Ethiopian troops have reportedly moved into another town in south-western Somalia, two days after entering the country to protect the weak government.
Eyewitnesses say about 200 Ethiopian soldiers took control of the airstrip outside Waajid early on Saturday.
There is no confirmation from either the Ethiopian or the Somali government.
The Union of the Islamic Courts (UIC), a militia which controls the capital and much of the south, has vowed to drive out Ethiopian troops.
The Ethiopians moved into Somalia on Thursday and have been seen in Baidoa, where the beleaguered interim government is based.
Eyewitnesses quoted by the Associated Press news agency say Ethiopian soldiers seized the airport at Waajid, about 70km (43 miles) to the north, before dawn on Saturday.
The town had been controlled by a local militia.
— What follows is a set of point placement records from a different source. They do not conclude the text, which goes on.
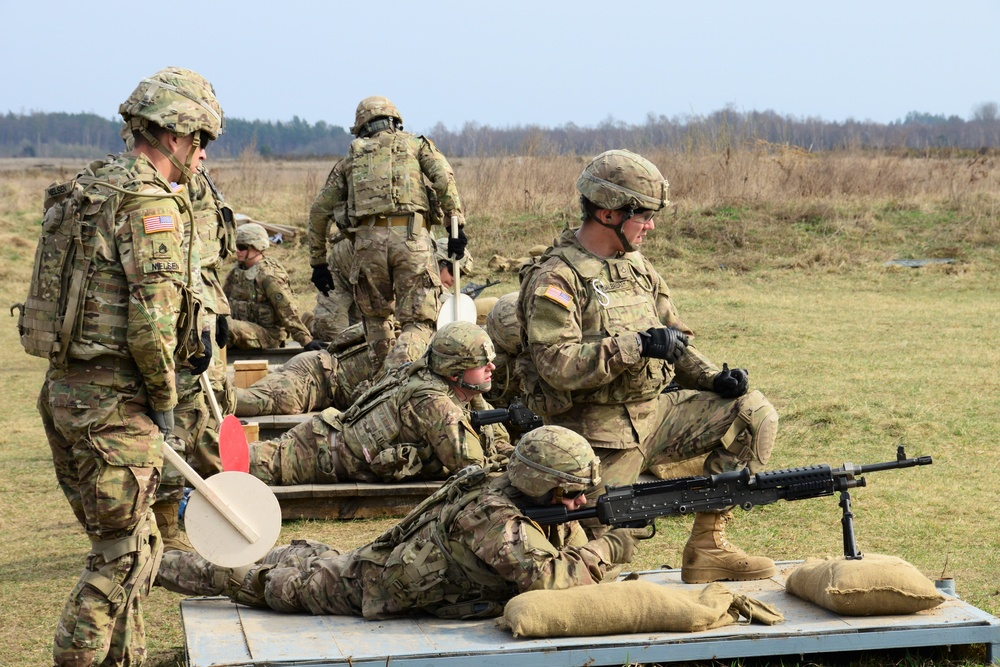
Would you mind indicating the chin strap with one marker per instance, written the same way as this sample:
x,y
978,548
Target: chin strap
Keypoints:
x,y
481,387
187,174
619,229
It is unclear whether there was any fighting.
Other residents told Somali media that they had seen Ethiopian soldiers in the town centre.
The UIC has pledged to wage a "holy war" to drive out Ethiopian troops.
The Islamic militia drove the warlords from the capital, Mogadishu in June, saying they wanted to restore law and order.
The UIC has since consolidated its power over many parts of southern Somalia.
But Ethiopia is strongly opposed to the militia and has repeatedly warned that it will send its army into Somalia if the government is attacked.
Ethiopia has been a long-term ally of President Abdullahi Yusuf.
UIC leader Sheikh Hassan Dahir Aweys has accused him of being "a servant of Ethiopia".
A UN report earlier this year said that Mr Aweys had been getting significant military aid from Ethiopia's rival, Eritrea - a claim Eritrea has denied.
Mr Aweys has denied US accusations that he and the UIC have links to al-Qaeda.